The cat was, in fact, a female. Not Bruce. But I'm finding that he is a pretty normal looking cat, which doesn't really help me at all. Since I haven't been able to find him, I feel like someone has probably taken him in and their kid fell in love with Bruce-cat, and they don't want to give him up, even though there's a poster with his picture on it on their front door. Aboo. It hurts my feelings less than thinking he's hiding, freezing, and hungry outside. Or worse, dead.
Anyway, this week was horrid, and I won't go into a lot of detail. It's weird how I don't realize how raw my emotions really are until I'm stressed again. Big time stressed.

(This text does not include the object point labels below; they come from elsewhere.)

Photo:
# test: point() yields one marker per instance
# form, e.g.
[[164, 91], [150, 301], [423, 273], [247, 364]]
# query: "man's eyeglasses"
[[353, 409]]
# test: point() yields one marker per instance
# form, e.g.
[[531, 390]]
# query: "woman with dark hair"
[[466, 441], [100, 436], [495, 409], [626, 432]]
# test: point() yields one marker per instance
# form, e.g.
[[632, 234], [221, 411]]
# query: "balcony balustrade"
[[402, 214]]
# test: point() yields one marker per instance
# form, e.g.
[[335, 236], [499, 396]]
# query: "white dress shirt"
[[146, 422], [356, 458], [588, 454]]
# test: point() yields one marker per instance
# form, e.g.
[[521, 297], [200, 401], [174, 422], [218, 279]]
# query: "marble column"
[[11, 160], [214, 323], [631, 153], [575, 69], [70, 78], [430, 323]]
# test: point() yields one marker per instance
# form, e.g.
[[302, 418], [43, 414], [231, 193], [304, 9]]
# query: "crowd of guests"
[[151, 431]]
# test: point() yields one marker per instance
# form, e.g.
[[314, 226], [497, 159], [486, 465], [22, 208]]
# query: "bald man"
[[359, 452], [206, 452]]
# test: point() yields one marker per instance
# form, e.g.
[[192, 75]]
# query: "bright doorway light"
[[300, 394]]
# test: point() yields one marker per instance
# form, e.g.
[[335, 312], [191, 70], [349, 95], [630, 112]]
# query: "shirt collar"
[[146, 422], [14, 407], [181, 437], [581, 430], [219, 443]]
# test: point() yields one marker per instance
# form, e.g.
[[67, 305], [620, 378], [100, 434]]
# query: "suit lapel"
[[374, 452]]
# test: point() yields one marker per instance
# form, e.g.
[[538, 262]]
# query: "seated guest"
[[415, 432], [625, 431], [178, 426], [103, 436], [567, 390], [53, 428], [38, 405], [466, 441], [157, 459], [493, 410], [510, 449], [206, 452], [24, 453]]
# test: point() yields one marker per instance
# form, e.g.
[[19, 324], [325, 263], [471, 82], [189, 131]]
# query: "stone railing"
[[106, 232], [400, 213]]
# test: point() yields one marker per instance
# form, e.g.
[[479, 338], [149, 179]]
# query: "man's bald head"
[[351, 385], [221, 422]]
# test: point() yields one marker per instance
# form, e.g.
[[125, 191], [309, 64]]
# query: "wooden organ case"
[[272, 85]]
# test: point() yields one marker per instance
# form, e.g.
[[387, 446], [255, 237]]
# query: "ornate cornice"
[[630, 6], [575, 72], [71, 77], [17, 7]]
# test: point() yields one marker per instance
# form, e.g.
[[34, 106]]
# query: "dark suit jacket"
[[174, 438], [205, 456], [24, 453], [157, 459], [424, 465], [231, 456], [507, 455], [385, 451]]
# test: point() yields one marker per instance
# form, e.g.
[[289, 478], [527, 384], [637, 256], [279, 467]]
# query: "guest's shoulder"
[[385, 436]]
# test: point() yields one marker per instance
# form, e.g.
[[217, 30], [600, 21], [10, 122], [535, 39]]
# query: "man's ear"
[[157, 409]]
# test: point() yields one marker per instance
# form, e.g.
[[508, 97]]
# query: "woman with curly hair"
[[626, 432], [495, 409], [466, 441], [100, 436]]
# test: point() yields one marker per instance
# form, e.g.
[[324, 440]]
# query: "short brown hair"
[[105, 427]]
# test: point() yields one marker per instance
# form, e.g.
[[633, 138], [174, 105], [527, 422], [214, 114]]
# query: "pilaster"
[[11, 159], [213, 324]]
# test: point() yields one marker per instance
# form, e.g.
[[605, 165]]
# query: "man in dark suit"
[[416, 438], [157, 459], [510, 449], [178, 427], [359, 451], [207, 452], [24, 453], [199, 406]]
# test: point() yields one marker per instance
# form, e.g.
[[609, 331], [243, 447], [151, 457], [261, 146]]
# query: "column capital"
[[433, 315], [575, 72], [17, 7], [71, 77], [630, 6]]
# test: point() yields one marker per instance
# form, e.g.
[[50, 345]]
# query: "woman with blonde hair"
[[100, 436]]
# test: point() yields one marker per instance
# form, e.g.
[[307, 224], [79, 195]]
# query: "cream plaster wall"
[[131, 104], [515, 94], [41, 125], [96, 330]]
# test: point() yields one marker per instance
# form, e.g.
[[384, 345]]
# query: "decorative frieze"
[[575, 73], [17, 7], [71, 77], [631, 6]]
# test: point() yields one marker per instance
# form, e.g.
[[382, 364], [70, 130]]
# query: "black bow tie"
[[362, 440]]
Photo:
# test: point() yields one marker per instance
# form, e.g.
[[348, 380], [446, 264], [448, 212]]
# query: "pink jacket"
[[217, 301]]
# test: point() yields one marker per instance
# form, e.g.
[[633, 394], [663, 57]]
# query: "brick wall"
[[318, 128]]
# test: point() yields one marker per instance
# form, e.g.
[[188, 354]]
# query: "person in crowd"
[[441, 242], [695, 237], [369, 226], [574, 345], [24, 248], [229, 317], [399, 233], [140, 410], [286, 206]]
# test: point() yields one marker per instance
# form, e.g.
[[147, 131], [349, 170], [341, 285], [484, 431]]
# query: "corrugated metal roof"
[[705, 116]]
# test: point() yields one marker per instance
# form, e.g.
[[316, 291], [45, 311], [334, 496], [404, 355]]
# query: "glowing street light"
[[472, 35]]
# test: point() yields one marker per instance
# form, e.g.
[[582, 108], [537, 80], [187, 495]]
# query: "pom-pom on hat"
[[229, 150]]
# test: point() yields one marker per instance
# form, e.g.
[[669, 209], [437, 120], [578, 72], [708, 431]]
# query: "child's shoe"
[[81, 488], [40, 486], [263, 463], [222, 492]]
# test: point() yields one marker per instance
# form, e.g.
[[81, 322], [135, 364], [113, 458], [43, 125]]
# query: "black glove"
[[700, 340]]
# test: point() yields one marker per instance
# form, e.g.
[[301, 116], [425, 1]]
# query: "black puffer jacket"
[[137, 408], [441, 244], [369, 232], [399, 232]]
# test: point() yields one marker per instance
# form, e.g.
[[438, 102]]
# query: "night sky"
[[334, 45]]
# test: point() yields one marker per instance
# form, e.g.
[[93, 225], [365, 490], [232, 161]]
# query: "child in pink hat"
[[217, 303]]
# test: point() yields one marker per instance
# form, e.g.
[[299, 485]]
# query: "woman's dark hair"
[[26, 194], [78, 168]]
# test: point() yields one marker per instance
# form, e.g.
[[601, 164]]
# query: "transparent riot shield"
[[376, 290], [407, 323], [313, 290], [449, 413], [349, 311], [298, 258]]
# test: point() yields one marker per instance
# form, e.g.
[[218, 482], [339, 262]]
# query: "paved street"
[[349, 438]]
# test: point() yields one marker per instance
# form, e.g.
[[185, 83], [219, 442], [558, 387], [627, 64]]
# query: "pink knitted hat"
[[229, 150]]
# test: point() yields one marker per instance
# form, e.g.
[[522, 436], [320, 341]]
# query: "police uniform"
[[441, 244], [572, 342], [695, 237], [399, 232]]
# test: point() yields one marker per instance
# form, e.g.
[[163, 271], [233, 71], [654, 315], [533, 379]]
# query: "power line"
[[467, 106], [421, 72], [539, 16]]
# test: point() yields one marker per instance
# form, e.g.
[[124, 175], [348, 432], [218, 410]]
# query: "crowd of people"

It sucks to be judged by someone you've never judged. It also sucks to watch someone extremely wholesome and awesome be brought down while his/her incredible reputation fades. I hate not being able to fix something (particularly this one thing), and anything I do just makes me look bad... well, at least to one person. I hate, hate, hate feeling like I'm losing a really good friend over something she didn't cause. All that aside, this last week, and especially yesterday, made me feel like maybe I SHOULDN'T be the only family member not on some sort of anti-anxiety med.
On a better note, I got to hang out with my incredibly cute niece and nephew today, and tomorrow I get to hang out with my other nephews. Thank God for non-dramatic people.